Mummies aren’t the only research resources threatened in Egypt, after a tumultuous week of anti-government protests that has resulted in a security vacuum. The Egyptian Deserts Gene Bank, a seed and plant collection in the North Sinai region, was looted, according to the Global Crop Diversity Trust. The vandals stole equipment and destroyed the bank’s cooling system.
According to a Worldwatch Institute blog, the bank is a repository for Egyptian desert plants, including wild fruit and medicinal plants, and also includes a herbarium, a tissue culture laboratory and an 18-acre field. Many of the plants and seeds housed there are not found in another Egyptian seed bank in Giza, which has not been looted, according to the Agricultural Biodiversity Weblog.
“This is yet another sobering reminder of how fragile the diversity in genebanks can be, and the importance of safety duplication,” said a statement on the website of Global Crop Diversity Trust.
Cary Fowler, director of Global Crop Diversity Trust, says the bank’s collection includes wild relatives of tomato, eggplant and watermelon. Damage to the cooling system wouldn’t necessarily cause immediate harm to the seed collection. “The seeds would not instantly die,” he says, but “this could certainly damage them.”

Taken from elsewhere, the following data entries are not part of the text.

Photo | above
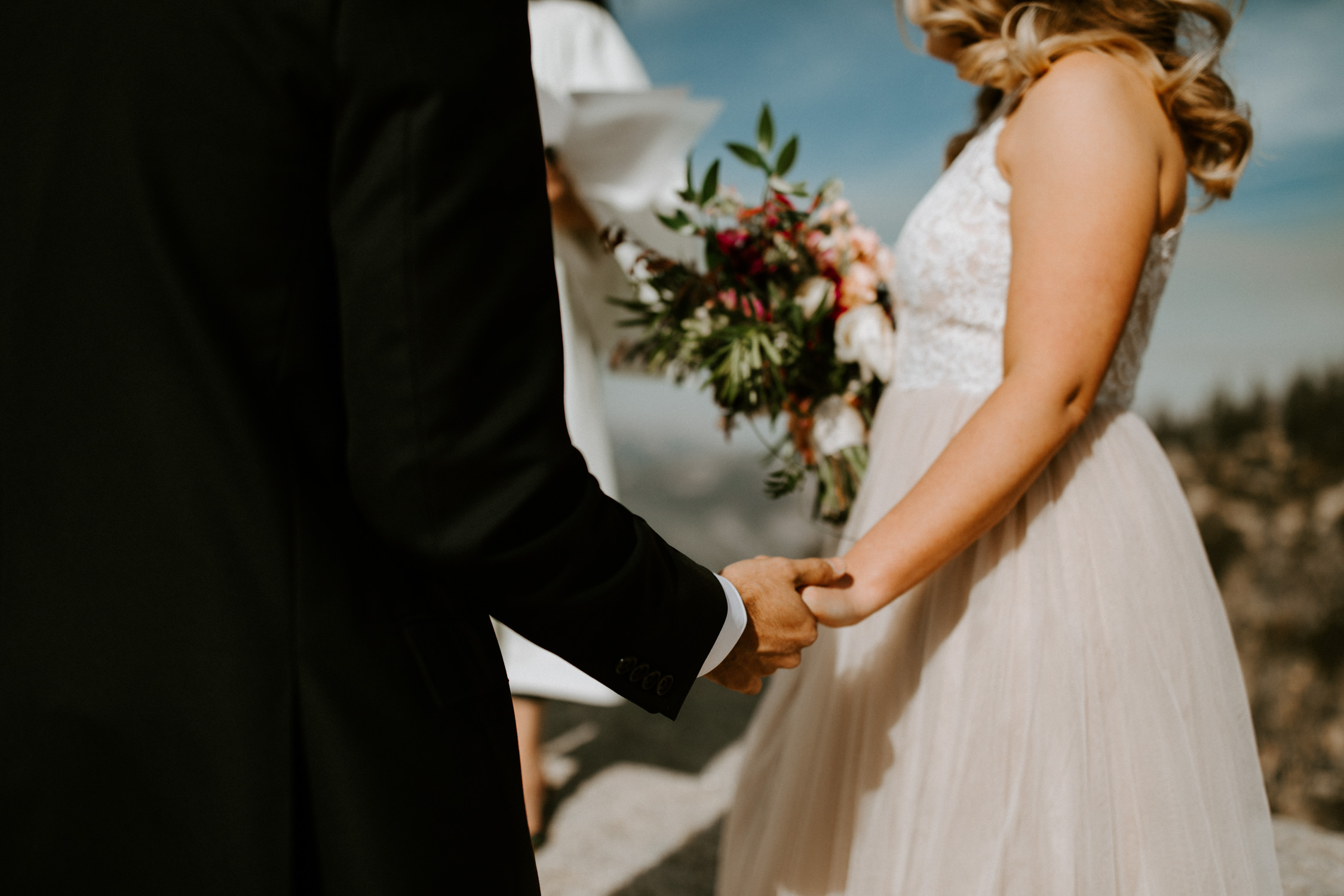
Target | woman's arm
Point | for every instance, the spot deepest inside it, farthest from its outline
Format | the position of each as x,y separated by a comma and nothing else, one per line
1085,154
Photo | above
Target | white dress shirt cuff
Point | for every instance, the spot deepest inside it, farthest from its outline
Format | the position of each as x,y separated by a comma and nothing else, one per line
733,627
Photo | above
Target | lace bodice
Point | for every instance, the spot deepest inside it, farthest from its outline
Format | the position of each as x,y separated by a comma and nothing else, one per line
952,284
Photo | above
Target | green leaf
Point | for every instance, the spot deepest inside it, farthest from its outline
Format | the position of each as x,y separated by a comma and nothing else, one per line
749,156
711,183
765,130
787,158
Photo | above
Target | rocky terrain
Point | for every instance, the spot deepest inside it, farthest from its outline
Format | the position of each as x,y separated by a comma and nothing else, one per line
1265,478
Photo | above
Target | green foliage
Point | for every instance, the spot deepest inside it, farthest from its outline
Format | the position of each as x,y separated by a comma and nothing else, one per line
750,156
710,188
787,158
765,131
1314,418
738,321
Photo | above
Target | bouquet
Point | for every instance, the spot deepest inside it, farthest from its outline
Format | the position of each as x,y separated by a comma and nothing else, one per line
788,315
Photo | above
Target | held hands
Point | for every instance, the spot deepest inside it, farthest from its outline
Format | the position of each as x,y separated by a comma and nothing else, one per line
835,606
778,622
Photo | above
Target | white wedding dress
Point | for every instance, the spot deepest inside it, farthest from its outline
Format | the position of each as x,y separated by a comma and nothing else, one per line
1060,710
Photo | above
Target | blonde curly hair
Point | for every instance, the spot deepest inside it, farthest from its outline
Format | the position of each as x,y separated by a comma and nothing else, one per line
1006,45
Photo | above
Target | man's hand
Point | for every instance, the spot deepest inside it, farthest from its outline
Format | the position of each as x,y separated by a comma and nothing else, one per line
778,622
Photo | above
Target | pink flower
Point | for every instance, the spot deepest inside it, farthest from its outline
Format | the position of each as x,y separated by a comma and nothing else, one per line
885,265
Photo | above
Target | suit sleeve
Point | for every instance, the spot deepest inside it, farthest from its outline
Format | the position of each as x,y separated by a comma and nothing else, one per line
458,448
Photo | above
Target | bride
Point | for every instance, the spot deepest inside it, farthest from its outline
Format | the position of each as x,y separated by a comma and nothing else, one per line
1034,687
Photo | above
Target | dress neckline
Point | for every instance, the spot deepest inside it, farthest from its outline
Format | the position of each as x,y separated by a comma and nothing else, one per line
991,133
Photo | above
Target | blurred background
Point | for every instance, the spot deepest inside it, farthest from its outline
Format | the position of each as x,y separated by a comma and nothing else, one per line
1244,382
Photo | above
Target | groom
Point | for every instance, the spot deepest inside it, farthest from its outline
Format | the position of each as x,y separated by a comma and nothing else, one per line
280,428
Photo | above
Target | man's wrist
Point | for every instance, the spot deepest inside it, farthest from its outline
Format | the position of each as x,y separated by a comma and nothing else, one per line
734,624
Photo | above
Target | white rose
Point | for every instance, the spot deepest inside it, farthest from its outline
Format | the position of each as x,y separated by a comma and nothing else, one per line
815,293
864,335
836,426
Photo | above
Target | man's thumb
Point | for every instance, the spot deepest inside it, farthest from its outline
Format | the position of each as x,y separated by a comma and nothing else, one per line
816,571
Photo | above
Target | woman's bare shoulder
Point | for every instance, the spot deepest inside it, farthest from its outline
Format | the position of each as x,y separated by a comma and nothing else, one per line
1096,87
1088,103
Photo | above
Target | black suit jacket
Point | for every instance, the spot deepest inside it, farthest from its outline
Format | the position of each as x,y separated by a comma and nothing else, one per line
280,425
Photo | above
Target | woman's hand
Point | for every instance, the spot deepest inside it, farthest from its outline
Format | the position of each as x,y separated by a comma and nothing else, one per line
836,606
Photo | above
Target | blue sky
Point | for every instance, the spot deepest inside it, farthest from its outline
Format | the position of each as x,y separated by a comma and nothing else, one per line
1259,289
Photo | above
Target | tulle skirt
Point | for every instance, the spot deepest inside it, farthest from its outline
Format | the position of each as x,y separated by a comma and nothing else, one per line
1058,711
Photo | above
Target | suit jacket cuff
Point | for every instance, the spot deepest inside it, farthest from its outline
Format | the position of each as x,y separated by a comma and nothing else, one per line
734,625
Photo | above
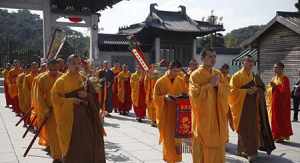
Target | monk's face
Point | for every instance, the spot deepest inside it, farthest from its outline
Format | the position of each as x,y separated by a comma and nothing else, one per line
125,68
209,59
224,70
117,65
34,68
193,66
61,64
17,64
173,72
75,65
277,69
248,63
53,69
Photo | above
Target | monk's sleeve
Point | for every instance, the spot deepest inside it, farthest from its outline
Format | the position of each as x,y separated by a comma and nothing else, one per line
133,85
41,98
120,86
236,99
283,88
58,97
159,100
200,96
198,88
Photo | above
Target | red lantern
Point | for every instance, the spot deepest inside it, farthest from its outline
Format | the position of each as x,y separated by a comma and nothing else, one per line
75,19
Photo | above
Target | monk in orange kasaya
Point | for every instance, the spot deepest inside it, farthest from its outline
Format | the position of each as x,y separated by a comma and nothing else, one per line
6,92
44,87
76,111
280,104
12,86
150,79
208,95
124,90
138,93
166,89
116,70
248,108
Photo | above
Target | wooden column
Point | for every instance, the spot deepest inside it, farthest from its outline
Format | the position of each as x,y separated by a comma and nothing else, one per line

There have also been reports of looting in Egyptian museums over the past few days. The country’s most prominent archaeologist Zahi Hawass – who was yesterday appointed Minister of Antiquities – said that looters at the Egyptian Museum in Cairo robbed the gift shop and damaged a statuette of King Tutankhamun. Two mummies were also destroyed, their heads torn off and bones strewn across the floor, according to MSNBC.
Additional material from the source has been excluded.